Ранние грозы - Мария Крестовская 10 стр.


Она перечитала еще раз письмо, точно все еще не веря ему, и улыбка, слегка насмешливая и презрительная, искривила углы ее губ. Уже давно начала появляться у нее эта улыбка при чтении писем Павла Петровича. Их тон, всегда немного деловой и торопливый, где единственными ласковыми словами были обычные фразы в начале: "милая Маня", и в конце: "обнимаю тебя и Наташу, и остаюсь любящий тебя муж, П. Алабин", раздражали теперь Марью Сергеевну. Она осознавала, что этот человек, несмотря на все свое неумение выражаться нежно и страстно, в душе все-таки любил и ее, и Наташу. Но какою серенькою казалась ей теперь его любовь в сравнении со страстью Вабельского!

Марья Сергеевна нехотя садилась отвечать ему и писала тем обыкновенным слогом, каким в большинстве случаев переписываются жены с мужьями после пятнадцатилетней совместной жизни. В прежние годы она не замечала его "чиновничьего тона" и сама не терялась в своих письмах к нему.
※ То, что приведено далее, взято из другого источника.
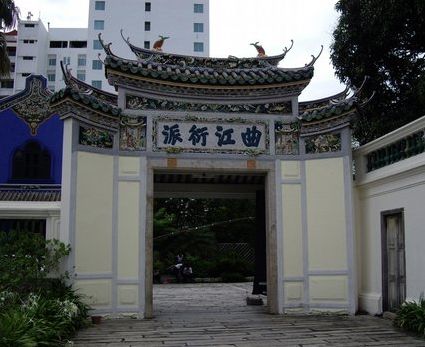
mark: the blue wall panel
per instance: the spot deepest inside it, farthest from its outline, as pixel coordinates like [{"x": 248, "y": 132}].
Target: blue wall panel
[{"x": 15, "y": 133}]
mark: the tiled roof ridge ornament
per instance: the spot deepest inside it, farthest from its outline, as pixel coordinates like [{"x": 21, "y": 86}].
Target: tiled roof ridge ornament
[
  {"x": 79, "y": 86},
  {"x": 314, "y": 59},
  {"x": 260, "y": 50},
  {"x": 106, "y": 46},
  {"x": 157, "y": 45},
  {"x": 336, "y": 107},
  {"x": 144, "y": 54}
]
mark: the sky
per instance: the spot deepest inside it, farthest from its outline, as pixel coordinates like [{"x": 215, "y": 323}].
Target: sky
[{"x": 234, "y": 24}]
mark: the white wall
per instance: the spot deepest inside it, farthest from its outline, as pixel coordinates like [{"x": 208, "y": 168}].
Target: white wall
[
  {"x": 400, "y": 185},
  {"x": 167, "y": 17}
]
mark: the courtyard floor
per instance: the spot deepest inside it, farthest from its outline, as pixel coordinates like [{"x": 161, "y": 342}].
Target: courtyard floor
[{"x": 217, "y": 315}]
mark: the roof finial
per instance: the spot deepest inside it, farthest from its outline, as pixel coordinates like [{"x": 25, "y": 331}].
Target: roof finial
[
  {"x": 260, "y": 50},
  {"x": 157, "y": 45},
  {"x": 126, "y": 40},
  {"x": 286, "y": 50}
]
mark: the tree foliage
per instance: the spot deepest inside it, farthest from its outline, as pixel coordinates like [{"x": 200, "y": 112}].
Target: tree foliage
[
  {"x": 384, "y": 40},
  {"x": 9, "y": 14}
]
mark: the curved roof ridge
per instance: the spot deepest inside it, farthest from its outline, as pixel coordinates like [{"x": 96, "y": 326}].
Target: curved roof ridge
[
  {"x": 143, "y": 53},
  {"x": 336, "y": 107},
  {"x": 86, "y": 88},
  {"x": 338, "y": 96},
  {"x": 146, "y": 62}
]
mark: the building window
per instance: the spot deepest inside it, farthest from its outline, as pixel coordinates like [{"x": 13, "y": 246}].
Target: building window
[
  {"x": 82, "y": 60},
  {"x": 51, "y": 76},
  {"x": 198, "y": 46},
  {"x": 198, "y": 27},
  {"x": 8, "y": 84},
  {"x": 198, "y": 8},
  {"x": 96, "y": 65},
  {"x": 52, "y": 60},
  {"x": 97, "y": 44},
  {"x": 31, "y": 162},
  {"x": 11, "y": 51},
  {"x": 99, "y": 24},
  {"x": 81, "y": 75},
  {"x": 97, "y": 84},
  {"x": 58, "y": 44},
  {"x": 37, "y": 226},
  {"x": 99, "y": 5}
]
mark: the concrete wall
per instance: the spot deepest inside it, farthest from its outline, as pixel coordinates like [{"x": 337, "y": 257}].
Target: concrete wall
[
  {"x": 397, "y": 186},
  {"x": 106, "y": 231},
  {"x": 316, "y": 209}
]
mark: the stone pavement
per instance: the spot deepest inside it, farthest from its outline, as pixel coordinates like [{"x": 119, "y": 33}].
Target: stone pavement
[{"x": 217, "y": 315}]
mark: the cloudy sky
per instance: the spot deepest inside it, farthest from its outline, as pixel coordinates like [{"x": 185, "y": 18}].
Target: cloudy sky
[{"x": 236, "y": 23}]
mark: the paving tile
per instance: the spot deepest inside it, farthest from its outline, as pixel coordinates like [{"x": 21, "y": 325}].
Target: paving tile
[{"x": 217, "y": 315}]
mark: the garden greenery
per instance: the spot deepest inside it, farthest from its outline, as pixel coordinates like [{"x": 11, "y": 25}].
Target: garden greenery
[
  {"x": 411, "y": 316},
  {"x": 37, "y": 307}
]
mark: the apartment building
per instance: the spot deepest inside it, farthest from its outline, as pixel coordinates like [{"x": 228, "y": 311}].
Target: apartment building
[{"x": 37, "y": 49}]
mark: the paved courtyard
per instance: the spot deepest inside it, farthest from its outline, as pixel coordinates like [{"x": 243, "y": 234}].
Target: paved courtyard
[{"x": 217, "y": 315}]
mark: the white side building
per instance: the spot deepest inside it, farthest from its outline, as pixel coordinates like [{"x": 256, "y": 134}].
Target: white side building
[{"x": 39, "y": 50}]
И теперь еще, по привычке, писала она ему о разных мелочах и переменах в доме: о том, например, что переменила кухарку, которая стала сильно пить, что отдала перекрыть мебель в гостиной, что получила письмо от тетки и подписалась на новый журнал, исполнила все его поручения и т. д. Только письма ее стали более натянутыми, так как, не зная, о чем писать и боясь обмолвиться хоть маленьким намеком, она нарочно подбирала разные хозяйственные мелочи и старалась скорее закончить письмо, подписав привычную ей фразу: "Я и Наташа крепко целуем и обнимаем тебя. Да сохранит тебя Господь! Твоя жена, М. Алабина".

И, запечатав, наконец, конверт, она с облегчением вздыхала, думая о том, что целую неделю ей не надо будет опять лгать и мучиться над составлением ему письма.

Зато, словно в утешение и награду себе, она писала Вабельскому, переполняя все письма к нему страстною любовью, нежными именами и ни на одну секунду не задумываясь, "что дальше". Впрочем, ей недолго пришлось писать ему. Вабельский скоро переехал на дачу по соседству с ними.

XV

Переехав на дачу, Вабельский стал проводить у Алабиных почти все время. Это было тем удобнее для него, что летом обычно дел у него бывало всегда меньше.

С этих пор для Марьи Сергеевны настал лучший период ее счастья. Видя Вабельского почти постоянно около себя, она забывала и страх, и мучения совести. Даже сознание, что его частое присутствие может ее скомпрометировать, не останавливало ее.

Тем не менее даже в собственной прислуге Марья Сергеевна подмечала что-то новое: какие-то двусмысленные и таинственные улыбочки. Феня говорила теперь про Вабельского не иначе, как "наш барин", и если ей случалось передавать Марье Сергеевне какие-нибудь записки от него или обратно, то она всегда принимала такой таинственный и странный вид, что Марья Сергеевна невольно вспыхивала и конфузилась, а Вабельский поспешно давал на чай.

Но все это были еще мелочи, которые лишь слегка отравляли ее счастье. Главное было впереди и должно было начаться с приездом Павла Петровича. И, предчувствуя близость этого "главного", Марья Сергеевна спешила воспользоваться оставшимся ей уже недолгим свободным временем и выпить до дна свою чашу любви и счастья, стараясь не замечать и обходить как-нибудь все, что отравляло и затуманивало это счастье.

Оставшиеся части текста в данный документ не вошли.